Browne stands in the middle of the intersection at Broadway and César Chávez, directly under the ornate golden dragons that guard the entrance to Chinatown. The normally bustling corner is quiet and empty, as is most of Los Angeles at two o’clock on a Monday morning. Browne wears a bandanna over his face, a black hoodie and a wild mess of curls atop his otherwise obscured head. He holds a wooden bird in one hand and a padlock in the other — a few feet of rope connect the two seemingly disparate objects. He stares up at his target — a stretch of telephone wire extended across the breadth of Broadway. In one deft motion, Browne tosses the bird and the lock toward the heavens. The rope wraps itself around the line, propelled by the weight of the lock. And all of a sudden what was once a naked length of wire is now an art installation — a “Berd.”
Millions of people see Browne’s art every day, which makes him one of the most exposed artists in Los Angeles. His work peppers the visual landscape of L.A. and is steadily eking its way up the coast to Santa Barbara, San Francisco and, now, New York. Browne doesn’t sign his pieces and they’re not for sale. He remains an anonymous public artist, biding time on the sidelines, gathering street credit and turning heads skyward while transforming the city into boundless gallery space, one telephone wire at a time.

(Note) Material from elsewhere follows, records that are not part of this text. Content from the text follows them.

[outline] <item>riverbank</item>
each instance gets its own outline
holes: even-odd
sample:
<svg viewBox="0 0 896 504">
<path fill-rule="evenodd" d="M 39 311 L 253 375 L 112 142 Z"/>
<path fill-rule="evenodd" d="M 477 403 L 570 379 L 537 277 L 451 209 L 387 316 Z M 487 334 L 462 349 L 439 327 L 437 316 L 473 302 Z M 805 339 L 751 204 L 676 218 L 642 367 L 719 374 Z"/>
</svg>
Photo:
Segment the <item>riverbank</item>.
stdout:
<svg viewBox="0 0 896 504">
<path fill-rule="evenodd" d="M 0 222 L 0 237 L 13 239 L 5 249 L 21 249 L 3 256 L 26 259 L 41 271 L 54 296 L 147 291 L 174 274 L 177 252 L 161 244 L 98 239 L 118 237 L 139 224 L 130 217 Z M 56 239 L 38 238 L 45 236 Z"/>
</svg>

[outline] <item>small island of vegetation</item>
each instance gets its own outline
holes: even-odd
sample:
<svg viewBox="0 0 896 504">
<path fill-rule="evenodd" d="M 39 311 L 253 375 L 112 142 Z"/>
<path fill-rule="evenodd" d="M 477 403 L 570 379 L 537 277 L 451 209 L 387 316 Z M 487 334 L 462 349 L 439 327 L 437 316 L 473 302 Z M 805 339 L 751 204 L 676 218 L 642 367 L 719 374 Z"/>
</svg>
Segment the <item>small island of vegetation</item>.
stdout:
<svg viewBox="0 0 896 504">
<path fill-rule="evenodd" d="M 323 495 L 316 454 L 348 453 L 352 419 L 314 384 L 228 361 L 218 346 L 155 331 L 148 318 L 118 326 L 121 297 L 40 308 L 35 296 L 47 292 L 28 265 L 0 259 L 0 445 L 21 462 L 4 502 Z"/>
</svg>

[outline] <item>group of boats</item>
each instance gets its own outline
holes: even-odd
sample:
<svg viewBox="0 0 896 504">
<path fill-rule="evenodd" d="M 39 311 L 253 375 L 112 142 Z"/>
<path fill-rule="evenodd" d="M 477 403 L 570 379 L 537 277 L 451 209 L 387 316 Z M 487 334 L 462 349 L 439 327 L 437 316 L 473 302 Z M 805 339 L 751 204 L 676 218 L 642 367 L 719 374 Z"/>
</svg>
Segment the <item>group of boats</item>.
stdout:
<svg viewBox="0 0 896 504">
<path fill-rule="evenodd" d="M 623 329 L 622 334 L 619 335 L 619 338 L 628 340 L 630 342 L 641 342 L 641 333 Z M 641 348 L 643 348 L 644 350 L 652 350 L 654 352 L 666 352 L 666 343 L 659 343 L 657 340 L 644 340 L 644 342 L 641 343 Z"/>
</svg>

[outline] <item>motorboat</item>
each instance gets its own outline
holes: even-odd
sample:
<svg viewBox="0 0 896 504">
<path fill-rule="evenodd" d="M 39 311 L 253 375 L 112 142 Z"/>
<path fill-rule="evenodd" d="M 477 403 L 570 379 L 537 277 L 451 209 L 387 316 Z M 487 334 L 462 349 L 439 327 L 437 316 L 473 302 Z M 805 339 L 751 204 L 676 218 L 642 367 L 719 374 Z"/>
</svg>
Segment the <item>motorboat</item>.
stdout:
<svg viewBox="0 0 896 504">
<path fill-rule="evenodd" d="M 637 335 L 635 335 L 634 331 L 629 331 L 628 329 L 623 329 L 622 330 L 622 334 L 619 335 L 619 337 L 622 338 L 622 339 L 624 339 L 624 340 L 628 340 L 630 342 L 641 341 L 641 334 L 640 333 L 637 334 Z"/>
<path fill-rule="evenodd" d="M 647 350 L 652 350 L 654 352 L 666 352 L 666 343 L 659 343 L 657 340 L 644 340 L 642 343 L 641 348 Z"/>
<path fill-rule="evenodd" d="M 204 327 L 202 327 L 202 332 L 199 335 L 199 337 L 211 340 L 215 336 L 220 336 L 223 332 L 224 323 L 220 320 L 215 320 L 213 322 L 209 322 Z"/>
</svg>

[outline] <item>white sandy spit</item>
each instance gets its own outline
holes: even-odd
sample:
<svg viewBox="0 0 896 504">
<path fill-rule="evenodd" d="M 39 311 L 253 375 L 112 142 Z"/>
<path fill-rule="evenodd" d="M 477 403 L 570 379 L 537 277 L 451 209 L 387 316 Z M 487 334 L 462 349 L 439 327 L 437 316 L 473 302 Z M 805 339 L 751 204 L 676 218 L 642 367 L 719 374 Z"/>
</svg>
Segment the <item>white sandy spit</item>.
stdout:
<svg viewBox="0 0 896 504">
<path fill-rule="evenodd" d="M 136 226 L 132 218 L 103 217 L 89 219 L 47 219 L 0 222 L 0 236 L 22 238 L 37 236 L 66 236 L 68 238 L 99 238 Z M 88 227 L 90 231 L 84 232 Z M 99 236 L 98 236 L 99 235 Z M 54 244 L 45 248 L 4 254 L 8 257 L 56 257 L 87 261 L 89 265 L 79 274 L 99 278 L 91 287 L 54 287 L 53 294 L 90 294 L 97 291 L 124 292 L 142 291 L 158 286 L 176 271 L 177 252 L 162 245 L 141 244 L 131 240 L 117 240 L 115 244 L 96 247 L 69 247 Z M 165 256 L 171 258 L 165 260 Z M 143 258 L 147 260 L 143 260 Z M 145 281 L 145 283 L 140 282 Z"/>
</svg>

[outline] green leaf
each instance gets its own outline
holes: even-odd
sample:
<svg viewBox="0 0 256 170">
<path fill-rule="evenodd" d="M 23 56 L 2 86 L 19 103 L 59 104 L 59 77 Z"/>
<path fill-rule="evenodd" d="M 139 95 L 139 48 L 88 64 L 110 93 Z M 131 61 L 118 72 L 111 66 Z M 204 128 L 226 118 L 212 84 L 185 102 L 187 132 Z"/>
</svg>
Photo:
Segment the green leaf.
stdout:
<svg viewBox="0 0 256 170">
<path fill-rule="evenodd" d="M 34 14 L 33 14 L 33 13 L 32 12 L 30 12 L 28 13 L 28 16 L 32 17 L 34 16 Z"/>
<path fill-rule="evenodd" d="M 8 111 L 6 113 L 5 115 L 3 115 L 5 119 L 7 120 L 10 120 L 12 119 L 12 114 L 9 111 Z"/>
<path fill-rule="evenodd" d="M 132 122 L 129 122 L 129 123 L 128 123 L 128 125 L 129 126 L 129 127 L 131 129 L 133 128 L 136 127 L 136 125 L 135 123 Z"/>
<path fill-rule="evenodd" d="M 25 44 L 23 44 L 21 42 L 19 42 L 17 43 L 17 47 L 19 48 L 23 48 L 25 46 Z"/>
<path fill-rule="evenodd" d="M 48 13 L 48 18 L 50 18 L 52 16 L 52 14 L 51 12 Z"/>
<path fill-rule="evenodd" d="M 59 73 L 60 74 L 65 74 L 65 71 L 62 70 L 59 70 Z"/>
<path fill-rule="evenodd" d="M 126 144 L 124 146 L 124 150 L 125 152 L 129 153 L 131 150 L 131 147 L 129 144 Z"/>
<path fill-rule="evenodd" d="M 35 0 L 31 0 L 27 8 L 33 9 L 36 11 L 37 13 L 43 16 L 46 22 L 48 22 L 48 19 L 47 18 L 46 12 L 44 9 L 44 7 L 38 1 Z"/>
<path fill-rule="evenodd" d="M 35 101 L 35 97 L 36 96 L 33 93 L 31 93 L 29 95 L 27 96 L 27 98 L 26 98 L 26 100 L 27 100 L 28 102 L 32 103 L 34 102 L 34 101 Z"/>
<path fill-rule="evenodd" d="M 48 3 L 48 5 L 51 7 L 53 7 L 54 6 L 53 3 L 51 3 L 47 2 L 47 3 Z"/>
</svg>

“I don’t care that much about the credit. I think I’m more psyched that people are psyched about it.”
After much nagging (“I prefer to go out alone,” he kept saying), I finally got to tag along with Browne on a midnight art action. We started off on the Westside, came up short on the PCH (no telephone wire at Topanga) and settled for a scrawny line drooping over a sedate stretch of coastal highway in the Palisades around Sunset Boulevard. We eventually hopped on the 10 freeway and headed east toward Chinatown. My job was to keep an eye out for the fuzz and suggest un-Berded corners as we came upon them.
Browne hand cuts the Berds out of wood — nice wood, new wood, big sheets of Home Depot plywood, lest his Berds be sullied by the errant spots or slivers found in skanky scrap. He primes ’em, stencils ’em and ties ’em with a thick twine to a combination padlock. All told, he’s shelling out two dollars a Berd, not including labor and love. He launches them over power lines at various intersections — big intersections, important intersections, populated, well-traversed intersections, where they dangle and spin above our congested city, beckoning us to look upward. The kinetic component is but an accident that continues to grate on the young artist’s fragile nerves.
“It looks like it’s a fucking rodeo!” he says, confirming the suspicion I’d already been nursing that the L.A. native has actually never seen a rodeo. “It’s not the point, it just happens.”
Browne tossed his first Berd at the corner of Brooks and Pacific in his hometown of Venice earlier this year. What started off as “a way to escape and do something different and all that shit” has snowballed into a public art phenomenon. In the colorful world of street art, it’s a numbers game — the more Berds Browne throws, the more success and notoriety he gains.
He opted for the power line as gallery space after unfulfilling and, frankly, guilt-ridden experiences with stencils and wheat paste.
“I’m not fully psyched on spray-painting on property,” says Browne, street artist with a conscience.
As far as street art goes, Browne’s Berds are refreshingly whimsical — no heavy political messages, no biting social commentary, just a herd of happy Berds framed by an infinite swath of cloudless blue sky, whirring effortlessly above our metal boxes on wheels. Until they’re taken down, that is.
“Who takes ’em down?” I ask, shivering under a lamppost on Washington Boulevard near La Brea.
“I don’t know,” he shrugs. “City employees, or something. See? I’m creating jobs,” he giggles, tossing up another Berd.